At the warehouse, the liquor that should have been shipped into Prohibition states was piled up to the ceiling.

A mountain of contraband that Malachy needed to move before it fell into Potts’s grasp.

He nearly drained his magic re-enchanting the cargo containers, both to double their capacity and conceal it.

Finally, Malachy pulled up to the club’s curb, engine idling. A shiver ricocheted over his nerves like an internal alarm bell.

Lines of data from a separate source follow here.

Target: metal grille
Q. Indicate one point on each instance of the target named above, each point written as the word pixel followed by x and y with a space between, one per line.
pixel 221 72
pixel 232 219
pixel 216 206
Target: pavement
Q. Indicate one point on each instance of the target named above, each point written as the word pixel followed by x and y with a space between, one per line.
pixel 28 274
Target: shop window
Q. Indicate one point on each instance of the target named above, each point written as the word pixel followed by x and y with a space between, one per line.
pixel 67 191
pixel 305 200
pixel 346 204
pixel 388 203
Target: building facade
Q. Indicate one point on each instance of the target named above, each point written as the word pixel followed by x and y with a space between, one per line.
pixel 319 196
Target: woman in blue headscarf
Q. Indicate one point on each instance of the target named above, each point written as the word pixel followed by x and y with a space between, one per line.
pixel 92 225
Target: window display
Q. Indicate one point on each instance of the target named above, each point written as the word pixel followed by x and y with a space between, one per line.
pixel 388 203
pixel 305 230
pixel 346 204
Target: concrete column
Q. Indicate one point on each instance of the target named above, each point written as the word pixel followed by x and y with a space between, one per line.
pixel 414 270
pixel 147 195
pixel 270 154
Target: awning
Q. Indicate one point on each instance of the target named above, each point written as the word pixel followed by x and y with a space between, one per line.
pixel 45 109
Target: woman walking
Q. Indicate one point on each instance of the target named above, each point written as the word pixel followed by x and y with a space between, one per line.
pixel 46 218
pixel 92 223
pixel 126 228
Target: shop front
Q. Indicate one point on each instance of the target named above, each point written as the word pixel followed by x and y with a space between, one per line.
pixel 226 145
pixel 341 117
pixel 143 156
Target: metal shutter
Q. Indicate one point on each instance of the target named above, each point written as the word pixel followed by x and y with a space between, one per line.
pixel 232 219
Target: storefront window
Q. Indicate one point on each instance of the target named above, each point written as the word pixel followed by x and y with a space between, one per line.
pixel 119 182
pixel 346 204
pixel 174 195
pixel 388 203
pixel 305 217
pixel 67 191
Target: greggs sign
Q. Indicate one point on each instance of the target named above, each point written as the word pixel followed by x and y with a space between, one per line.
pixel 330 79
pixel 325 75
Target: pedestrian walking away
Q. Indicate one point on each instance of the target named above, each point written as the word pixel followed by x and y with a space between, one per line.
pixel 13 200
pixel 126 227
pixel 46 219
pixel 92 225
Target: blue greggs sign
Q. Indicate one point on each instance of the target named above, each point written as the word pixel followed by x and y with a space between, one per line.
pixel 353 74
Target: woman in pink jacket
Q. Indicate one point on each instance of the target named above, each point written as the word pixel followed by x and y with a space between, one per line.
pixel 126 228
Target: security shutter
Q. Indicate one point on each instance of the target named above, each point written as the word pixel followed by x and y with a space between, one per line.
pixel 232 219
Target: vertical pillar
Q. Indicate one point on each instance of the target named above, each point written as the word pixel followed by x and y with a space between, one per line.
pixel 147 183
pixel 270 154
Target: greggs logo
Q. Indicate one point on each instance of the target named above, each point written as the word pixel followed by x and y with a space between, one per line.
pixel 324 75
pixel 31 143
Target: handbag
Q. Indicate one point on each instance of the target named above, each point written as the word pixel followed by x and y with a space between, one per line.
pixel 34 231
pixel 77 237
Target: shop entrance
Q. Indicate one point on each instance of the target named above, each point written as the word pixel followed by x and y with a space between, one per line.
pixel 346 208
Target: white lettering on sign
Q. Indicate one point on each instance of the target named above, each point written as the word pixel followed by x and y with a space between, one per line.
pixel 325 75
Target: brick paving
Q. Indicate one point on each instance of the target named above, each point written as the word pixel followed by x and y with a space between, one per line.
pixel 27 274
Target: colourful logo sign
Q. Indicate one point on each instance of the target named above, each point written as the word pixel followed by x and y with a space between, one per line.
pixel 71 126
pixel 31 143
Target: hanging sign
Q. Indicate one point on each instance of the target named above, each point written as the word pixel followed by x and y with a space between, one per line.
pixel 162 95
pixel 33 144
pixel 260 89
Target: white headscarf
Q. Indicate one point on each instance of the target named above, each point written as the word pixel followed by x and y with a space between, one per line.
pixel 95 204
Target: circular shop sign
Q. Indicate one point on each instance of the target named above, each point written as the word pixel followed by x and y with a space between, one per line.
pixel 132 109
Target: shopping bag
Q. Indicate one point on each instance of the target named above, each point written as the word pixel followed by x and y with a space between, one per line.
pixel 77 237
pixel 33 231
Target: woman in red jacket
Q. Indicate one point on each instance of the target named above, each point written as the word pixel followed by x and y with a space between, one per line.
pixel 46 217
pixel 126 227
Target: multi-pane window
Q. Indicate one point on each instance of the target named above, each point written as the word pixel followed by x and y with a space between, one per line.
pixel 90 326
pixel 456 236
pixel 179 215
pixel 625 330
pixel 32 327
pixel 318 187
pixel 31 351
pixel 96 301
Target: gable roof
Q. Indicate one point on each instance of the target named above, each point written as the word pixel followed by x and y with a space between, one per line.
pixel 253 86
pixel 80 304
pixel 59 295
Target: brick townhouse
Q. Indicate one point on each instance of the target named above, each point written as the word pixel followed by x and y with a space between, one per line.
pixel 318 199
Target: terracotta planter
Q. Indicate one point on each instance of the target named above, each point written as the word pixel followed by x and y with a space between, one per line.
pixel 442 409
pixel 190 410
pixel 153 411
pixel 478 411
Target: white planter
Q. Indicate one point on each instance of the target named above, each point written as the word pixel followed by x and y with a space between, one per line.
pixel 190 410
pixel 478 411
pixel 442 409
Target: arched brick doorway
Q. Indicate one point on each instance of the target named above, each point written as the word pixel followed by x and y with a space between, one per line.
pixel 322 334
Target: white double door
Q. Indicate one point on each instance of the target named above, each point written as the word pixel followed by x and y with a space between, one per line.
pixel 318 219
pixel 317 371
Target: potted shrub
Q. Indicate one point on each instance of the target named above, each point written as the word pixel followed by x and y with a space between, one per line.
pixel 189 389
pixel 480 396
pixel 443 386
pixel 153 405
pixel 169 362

He shook it off. The house wards had been going haywire since he returned from Rome. Every time he’d inspected the tripped wards, he had returned empty-handed. An almost sentient house did have its drawbacks.

Anita Tambo sauntered up to the motor car and slid into the passenger seat. A cloud of expensive perfume clung to the retired courtesan’s mink and diamonds.

“Hiya, Mal.” Anita offered him a beaming smile, a flash of white on dark skin. “Safe to assume I was invited to this meeting to shamelessly flirt with Julian Morro?”

“Butter him up for the roast.” Malachy winked.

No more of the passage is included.